NEWPORT - Sara Hastreiter knows tough, once climbing Tanzania’s Mount Kilimanjaro -- the highest free-standing mountain in the world -- a week after recovering from malaria. What she’s doing now may be her biggest challenge.
Hastreiter is one of 13 female sailors competing for Team SCA in the Volvo Ocean Race, a nine-month, around-the-world journey that covers 38,739 nautical miles (71,745 kilometers). The race started in Alicante, Spain, in October and ends next month in Gothenburg, Sweden, the last of 11 ports. The lone U.S. stop ended Sunday, when the six 65-foot sailboats left Newport for the 2,800-mile trip to Lisbon.
In addition to demands brought on by the length of the race, which is held every three years, participants face heat and cold, seasickness and the task of building relationships with teammates. Even with the challenges, Hastreiter, 30, said she’s sad the finish is drawing closer for Team SCA, the second all-female crew to compete in the 42-year-old race.
“I don’t think we could ever describe how appreciative we are that this opportunity is there for us,” Hastreiter said in an interview three weeks ago after sailing a TP52 racing yacht off Manhattan. “We’re going to finish this and be wandering around again in the world of sailing not directly open for us as females. We’re going to have to break down barriers and get in with the men again.”
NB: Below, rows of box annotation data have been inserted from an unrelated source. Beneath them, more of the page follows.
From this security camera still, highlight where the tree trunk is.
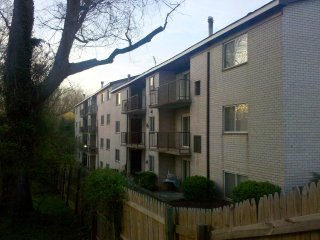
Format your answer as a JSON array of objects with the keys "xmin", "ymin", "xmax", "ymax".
[{"xmin": 1, "ymin": 0, "xmax": 37, "ymax": 216}]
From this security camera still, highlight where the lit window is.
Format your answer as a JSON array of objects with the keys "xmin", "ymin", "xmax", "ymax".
[
  {"xmin": 193, "ymin": 136, "xmax": 201, "ymax": 153},
  {"xmin": 224, "ymin": 104, "xmax": 248, "ymax": 132},
  {"xmin": 106, "ymin": 138, "xmax": 110, "ymax": 150},
  {"xmin": 194, "ymin": 81, "xmax": 201, "ymax": 95},
  {"xmin": 223, "ymin": 34, "xmax": 248, "ymax": 68},
  {"xmin": 149, "ymin": 155, "xmax": 154, "ymax": 172},
  {"xmin": 100, "ymin": 138, "xmax": 104, "ymax": 148},
  {"xmin": 116, "ymin": 93, "xmax": 121, "ymax": 106},
  {"xmin": 115, "ymin": 149, "xmax": 120, "ymax": 162},
  {"xmin": 149, "ymin": 77, "xmax": 154, "ymax": 90},
  {"xmin": 149, "ymin": 117, "xmax": 155, "ymax": 132},
  {"xmin": 116, "ymin": 121, "xmax": 120, "ymax": 133}
]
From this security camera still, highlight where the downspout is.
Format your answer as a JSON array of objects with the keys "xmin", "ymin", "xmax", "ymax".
[{"xmin": 206, "ymin": 52, "xmax": 210, "ymax": 180}]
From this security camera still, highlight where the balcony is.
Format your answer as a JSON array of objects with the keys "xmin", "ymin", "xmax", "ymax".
[
  {"xmin": 150, "ymin": 79, "xmax": 191, "ymax": 108},
  {"xmin": 149, "ymin": 132, "xmax": 190, "ymax": 155},
  {"xmin": 88, "ymin": 104, "xmax": 98, "ymax": 115},
  {"xmin": 122, "ymin": 94, "xmax": 146, "ymax": 114},
  {"xmin": 121, "ymin": 132, "xmax": 145, "ymax": 149}
]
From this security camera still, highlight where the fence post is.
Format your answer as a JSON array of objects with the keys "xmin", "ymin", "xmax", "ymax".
[
  {"xmin": 197, "ymin": 224, "xmax": 210, "ymax": 240},
  {"xmin": 164, "ymin": 206, "xmax": 175, "ymax": 240}
]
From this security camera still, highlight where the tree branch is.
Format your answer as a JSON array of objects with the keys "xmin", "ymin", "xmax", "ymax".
[
  {"xmin": 0, "ymin": 11, "xmax": 10, "ymax": 30},
  {"xmin": 68, "ymin": 3, "xmax": 181, "ymax": 75}
]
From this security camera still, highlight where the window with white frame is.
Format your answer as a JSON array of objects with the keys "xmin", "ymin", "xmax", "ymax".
[
  {"xmin": 149, "ymin": 76, "xmax": 154, "ymax": 90},
  {"xmin": 182, "ymin": 160, "xmax": 190, "ymax": 180},
  {"xmin": 106, "ymin": 138, "xmax": 110, "ymax": 150},
  {"xmin": 115, "ymin": 149, "xmax": 120, "ymax": 162},
  {"xmin": 101, "ymin": 115, "xmax": 104, "ymax": 125},
  {"xmin": 149, "ymin": 155, "xmax": 154, "ymax": 172},
  {"xmin": 223, "ymin": 34, "xmax": 248, "ymax": 69},
  {"xmin": 223, "ymin": 172, "xmax": 248, "ymax": 198},
  {"xmin": 115, "ymin": 121, "xmax": 120, "ymax": 133},
  {"xmin": 101, "ymin": 93, "xmax": 104, "ymax": 103},
  {"xmin": 224, "ymin": 103, "xmax": 248, "ymax": 132},
  {"xmin": 116, "ymin": 93, "xmax": 121, "ymax": 106}
]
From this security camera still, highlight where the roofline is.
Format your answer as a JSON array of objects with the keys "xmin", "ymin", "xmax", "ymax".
[
  {"xmin": 74, "ymin": 76, "xmax": 131, "ymax": 108},
  {"xmin": 111, "ymin": 0, "xmax": 282, "ymax": 92}
]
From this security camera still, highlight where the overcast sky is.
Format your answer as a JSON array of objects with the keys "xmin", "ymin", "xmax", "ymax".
[{"xmin": 62, "ymin": 0, "xmax": 270, "ymax": 94}]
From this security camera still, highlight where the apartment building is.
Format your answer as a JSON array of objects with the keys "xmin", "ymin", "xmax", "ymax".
[{"xmin": 76, "ymin": 0, "xmax": 320, "ymax": 197}]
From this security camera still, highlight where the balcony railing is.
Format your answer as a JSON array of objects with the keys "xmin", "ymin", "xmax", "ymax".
[
  {"xmin": 88, "ymin": 104, "xmax": 98, "ymax": 115},
  {"xmin": 121, "ymin": 132, "xmax": 145, "ymax": 148},
  {"xmin": 149, "ymin": 132, "xmax": 190, "ymax": 155},
  {"xmin": 122, "ymin": 94, "xmax": 146, "ymax": 113},
  {"xmin": 150, "ymin": 79, "xmax": 191, "ymax": 107}
]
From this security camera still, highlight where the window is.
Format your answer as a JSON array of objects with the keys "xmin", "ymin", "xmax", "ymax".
[
  {"xmin": 149, "ymin": 117, "xmax": 155, "ymax": 132},
  {"xmin": 149, "ymin": 155, "xmax": 154, "ymax": 172},
  {"xmin": 149, "ymin": 77, "xmax": 154, "ymax": 90},
  {"xmin": 116, "ymin": 93, "xmax": 121, "ymax": 106},
  {"xmin": 182, "ymin": 160, "xmax": 190, "ymax": 179},
  {"xmin": 224, "ymin": 103, "xmax": 248, "ymax": 132},
  {"xmin": 116, "ymin": 121, "xmax": 120, "ymax": 133},
  {"xmin": 100, "ymin": 138, "xmax": 104, "ymax": 148},
  {"xmin": 115, "ymin": 149, "xmax": 120, "ymax": 162},
  {"xmin": 224, "ymin": 172, "xmax": 248, "ymax": 198},
  {"xmin": 193, "ymin": 136, "xmax": 201, "ymax": 153},
  {"xmin": 106, "ymin": 138, "xmax": 110, "ymax": 150},
  {"xmin": 101, "ymin": 93, "xmax": 104, "ymax": 103},
  {"xmin": 107, "ymin": 114, "xmax": 110, "ymax": 125},
  {"xmin": 194, "ymin": 81, "xmax": 201, "ymax": 95},
  {"xmin": 223, "ymin": 34, "xmax": 248, "ymax": 69}
]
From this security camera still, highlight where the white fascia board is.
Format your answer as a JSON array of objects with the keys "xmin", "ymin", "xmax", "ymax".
[{"xmin": 111, "ymin": 0, "xmax": 280, "ymax": 93}]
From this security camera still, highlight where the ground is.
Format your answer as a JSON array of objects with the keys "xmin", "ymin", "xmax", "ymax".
[{"xmin": 0, "ymin": 195, "xmax": 85, "ymax": 240}]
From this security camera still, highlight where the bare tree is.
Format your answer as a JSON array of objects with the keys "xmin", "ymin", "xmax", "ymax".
[{"xmin": 0, "ymin": 0, "xmax": 181, "ymax": 215}]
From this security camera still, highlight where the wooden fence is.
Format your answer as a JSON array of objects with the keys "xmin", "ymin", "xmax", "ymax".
[
  {"xmin": 56, "ymin": 168, "xmax": 320, "ymax": 240},
  {"xmin": 121, "ymin": 182, "xmax": 320, "ymax": 240}
]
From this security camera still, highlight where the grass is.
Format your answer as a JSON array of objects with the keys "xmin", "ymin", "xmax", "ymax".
[{"xmin": 0, "ymin": 194, "xmax": 85, "ymax": 240}]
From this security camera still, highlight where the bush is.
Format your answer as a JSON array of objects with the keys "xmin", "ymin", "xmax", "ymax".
[
  {"xmin": 134, "ymin": 172, "xmax": 157, "ymax": 191},
  {"xmin": 82, "ymin": 169, "xmax": 127, "ymax": 213},
  {"xmin": 232, "ymin": 180, "xmax": 281, "ymax": 203},
  {"xmin": 182, "ymin": 176, "xmax": 215, "ymax": 200}
]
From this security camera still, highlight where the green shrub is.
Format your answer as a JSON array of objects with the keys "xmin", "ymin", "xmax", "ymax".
[
  {"xmin": 134, "ymin": 172, "xmax": 157, "ymax": 191},
  {"xmin": 232, "ymin": 180, "xmax": 281, "ymax": 203},
  {"xmin": 82, "ymin": 169, "xmax": 127, "ymax": 213},
  {"xmin": 182, "ymin": 176, "xmax": 215, "ymax": 200}
]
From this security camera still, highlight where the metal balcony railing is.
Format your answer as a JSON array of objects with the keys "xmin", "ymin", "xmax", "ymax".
[
  {"xmin": 121, "ymin": 132, "xmax": 145, "ymax": 147},
  {"xmin": 149, "ymin": 132, "xmax": 190, "ymax": 154},
  {"xmin": 150, "ymin": 79, "xmax": 190, "ymax": 107},
  {"xmin": 122, "ymin": 94, "xmax": 146, "ymax": 113},
  {"xmin": 88, "ymin": 104, "xmax": 98, "ymax": 115}
]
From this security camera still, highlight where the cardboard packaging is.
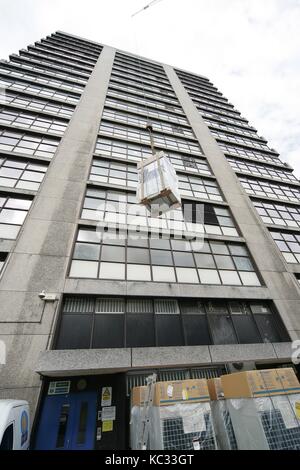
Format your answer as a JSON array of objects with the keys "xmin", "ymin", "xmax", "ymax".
[{"xmin": 221, "ymin": 367, "xmax": 300, "ymax": 398}]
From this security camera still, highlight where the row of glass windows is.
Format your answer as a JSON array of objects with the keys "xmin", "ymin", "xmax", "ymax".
[
  {"xmin": 239, "ymin": 176, "xmax": 300, "ymax": 202},
  {"xmin": 227, "ymin": 157, "xmax": 298, "ymax": 182},
  {"xmin": 35, "ymin": 39, "xmax": 97, "ymax": 66},
  {"xmin": 201, "ymin": 110, "xmax": 252, "ymax": 132},
  {"xmin": 105, "ymin": 96, "xmax": 189, "ymax": 126},
  {"xmin": 176, "ymin": 70, "xmax": 221, "ymax": 94},
  {"xmin": 0, "ymin": 130, "xmax": 59, "ymax": 158},
  {"xmin": 89, "ymin": 158, "xmax": 213, "ymax": 189},
  {"xmin": 0, "ymin": 91, "xmax": 75, "ymax": 118},
  {"xmin": 114, "ymin": 53, "xmax": 167, "ymax": 80},
  {"xmin": 193, "ymin": 98, "xmax": 241, "ymax": 118},
  {"xmin": 107, "ymin": 86, "xmax": 184, "ymax": 117},
  {"xmin": 19, "ymin": 51, "xmax": 89, "ymax": 82},
  {"xmin": 0, "ymin": 156, "xmax": 48, "ymax": 191},
  {"xmin": 110, "ymin": 80, "xmax": 179, "ymax": 106},
  {"xmin": 8, "ymin": 56, "xmax": 87, "ymax": 86},
  {"xmin": 110, "ymin": 72, "xmax": 176, "ymax": 98},
  {"xmin": 102, "ymin": 109, "xmax": 195, "ymax": 139},
  {"xmin": 69, "ymin": 228, "xmax": 261, "ymax": 286},
  {"xmin": 184, "ymin": 84, "xmax": 234, "ymax": 108},
  {"xmin": 28, "ymin": 46, "xmax": 95, "ymax": 72},
  {"xmin": 204, "ymin": 118, "xmax": 258, "ymax": 139},
  {"xmin": 189, "ymin": 92, "xmax": 240, "ymax": 115},
  {"xmin": 0, "ymin": 253, "xmax": 7, "ymax": 274},
  {"xmin": 95, "ymin": 137, "xmax": 204, "ymax": 173},
  {"xmin": 0, "ymin": 194, "xmax": 32, "ymax": 240},
  {"xmin": 253, "ymin": 201, "xmax": 300, "ymax": 228},
  {"xmin": 210, "ymin": 129, "xmax": 271, "ymax": 150},
  {"xmin": 45, "ymin": 33, "xmax": 102, "ymax": 58},
  {"xmin": 56, "ymin": 298, "xmax": 288, "ymax": 349},
  {"xmin": 99, "ymin": 121, "xmax": 203, "ymax": 155},
  {"xmin": 113, "ymin": 65, "xmax": 174, "ymax": 93},
  {"xmin": 113, "ymin": 62, "xmax": 170, "ymax": 89},
  {"xmin": 51, "ymin": 32, "xmax": 103, "ymax": 57},
  {"xmin": 0, "ymin": 78, "xmax": 80, "ymax": 104},
  {"xmin": 81, "ymin": 188, "xmax": 238, "ymax": 237},
  {"xmin": 35, "ymin": 36, "xmax": 102, "ymax": 63},
  {"xmin": 0, "ymin": 106, "xmax": 68, "ymax": 135},
  {"xmin": 270, "ymin": 230, "xmax": 300, "ymax": 263},
  {"xmin": 0, "ymin": 64, "xmax": 84, "ymax": 93},
  {"xmin": 218, "ymin": 142, "xmax": 282, "ymax": 165}
]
The backing for the team was provided by SCA Group, a global hygiene product company headquartered in Stockholm. While many of its brands aren’t well-known to U.S. consumers, SCA supplies about 50 percent of all napkins used outside of homes. “We’re all over the place, but a little under the radar,” said SCA of Americas President Don Lewis.
Female consumers
The company, which also supplies diapers and feminine care products, says 80 percent of its consumers are women, though the majority of sales are business-to-business. Lewis declined to say how much SCA spent on the team, though he called it “economical,” at less than 5 percent of the company’s marketing budget.
“The race allowed us a platform to get visibility across the globe for our brands, but also to highlight the strength of women,” Lewis said by telephone.
The SCA team has sailors from six nations, ages 28 to 42, and includes three former Olympians and the only woman to have sailed solo around the world -- both east and west.
“The women I sail with are really dynamic, incredibly intelligent and extremely driven,” said Hastreiter, who grew up in landlocked Wyoming and first sailed on a day-charter catamaran in the Caribbean in 2008.
Nine legs
There are nine legs in the race, the most recent an 18-day run from Itajai, Brazil, to Newport that spanned 5,800 miles and included the boats outrunning a cold front and fighting through seaweed that clogged rudders. The teams were off for 11 days before beginning the seventh leg across the Atlantic.
The race presents obstacles beyond its length: boat damage, injuries, rough weather and sickness. There’s also unanticipated dangers: floating debris off China, flying fish that prompted some sailors to wear hard hats and racing through thousands of unlit fishing boats at night off the Vietnamese coast.
“The conditions and stresses are huge and multifaceted,” said Dawn Riley, who was on the first all-women’s team in the around-the-world race in 1989-90. Riley, the first woman to manage an America’s Cup syndicate, has been executive director of the Oakcliff Sailing Center in Oyster Bay, New York, for the past 5 1/2 years. She said comparisons between the Volvo Ocean Race and climbing 29,029-foot (8,516-meter) Mount Everest are valid.
“The Volvo takes a lot longer than a climb up Everest and you’re very seldom ‘off,’” said Riley, 50, a former president of the Women’s Sports Foundation. “It is the Everest of sailing, but longer, hotter, sweatier and colder.”
China seasickness
Elodie Mettraux, who quit a job managing a Geneva sailing center to join Team SCA, said her worst stretch was three days of seasickness outside Sanya, China.
“Sometimes you’re like, ‘What the (heck) are you doing out here?,’” said Mettraux, who as a sailor opted for saltier language. “I remember saying to my dad, ‘Why can’t I do something more quiet?’ Then the sun rises, you see phosphorescent plankton in the waves, or 50 or more dolphins going past the boat. It’s amazing.”
Team SCA’s crew was picked from more than 400 applicants. While the team has accomplished sailors, the results haven’t been what the crew hoped. Team SCA sits last among the six boats remaining and hasn’t finished better than fifth in any leg. Abu Dhabi Ocean Racing is the overall leader.
Disappointing performance
“It’s disappointing because I know women can sail as fast as men,” Riley said. “Especially because they had funding early, I thought they’d be a strong contender.”
Hastreiter said the crew expects more and hopes to improve at they approach the end with mixed emotions.
“There will be a small part of me that like ‘Thank God,’ but I’ll definitely be sad when it’s over,” she said. “At the end, it just ends; you can’t believe you’ve been together for two years and everyone goes back to their lives.”